I am gratefully looking forward to your reports in this connection.
signed: A. ROSENBERGExtracts from the Secret Report on Morale by the Foreign
Selected letters from the occupied Eastern regions regarding the period from Sept. 11 to Nov. 10, 1942.
In the letters from the Ukraine a further sharp decline in the
morale is pictured, and under the impact of an increased requisition of labor forces for the Reich, the Ukrainian population has been seized by a terrible fear.
Horrifying picturizations of compulsory measures by the administrative authorities for the seizure of Eastern laborers, form a major part of the news from home to their relatives working in Germany. The disinclination to answer the call to work in the Reich has evidently grown steadily, not only due to the reports of Eastern workers, which fled home and their workshops or have been dismissed. In order to secure the required number for the labor transport, men and women including youngsters from 15 years on up, are allegedly taken from the street, from the market places and village festivals, and carried off. The inhabitants therefore hide themselves in fear and avoid any appearance in public. After public beatings during the month of October, so available letters state, came the burning down of homesteads, and of whole villages as retribution for failure to comply with the demand for the appropriation of labor forces directed to the communities. The execution of the latter measures is being reported from various villages.
Parts from Two Letters
"At our place, new things have happened. People are being taken to Germany. On Dec. 5, some people from the Kowkuski district were scheduled to go, but they didn't want to and the village was set afire. They threatened to do the same thing in Borowytschi, as not all who were scheduled to depart wanted to go. Thereupon 3 truck-loads of Germans arrived and set fire to their houses. In Wrasnytschi 12 houses and in Borowytschi 3 houses were burned.
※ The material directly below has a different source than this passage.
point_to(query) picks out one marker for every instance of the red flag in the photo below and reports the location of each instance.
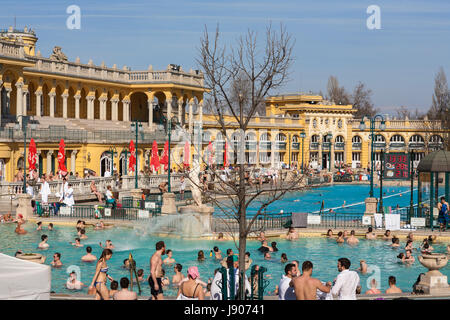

"On Oct. 1 a new conscription of labor forces took place. From what has happened, I will describe the most important to you. You can not imagine the bestiality. You probably remember what we were told about the Soviets during the rule of the Poles At that time we did not believe it and now it seems just as incredible. The order came to supply 25 workers, but no one reported. All had fled. Then the German militia came and began to ignite the houses of those who had fled. The fire became very violent, since it had not rained for 2 months. In addition the grain stacks were in the farm yards. You can imagine what took place. The people who had hurried to the scene were forbidden to extinguish the flames, beaten and arrested, so that q homesteads burned down. The policemen meanwhile ignited other houses. The people fall on their knees and kiss their hands, but the policemen beat them with rubber trunchions and threaten to burn down the whole village. I don't know how this would have ended if I Sapurkany had not intervened. He promised that there would be laborers by morning. During the fire the militia went through the adjoining villages, seized the laborers, and placed them under arrest. Wherever they did not find any laborers, they detained the parents, until the children appeared. That is how they raged throughout the night in Bielosirka. The workers which had not yet appeared till then, were to be shot. All schools were closed and the married teachers were sent to work here, while the unmarried ones go to work in Germany. They are now catching humans like the dog-catchers used to catch dogs. They are already hunting for one week and have not yet enough. The imprisoned workers are locked in at the schoolhouse. They cannot even go out to perform their natural functions, but have to do it like pigs in the same room. People from many villages went on a certain day to a pilgrimage to the monastery Potschaew. They were all arrested, locked in, and will be sent to work. Among them there are lame, blind and aged people."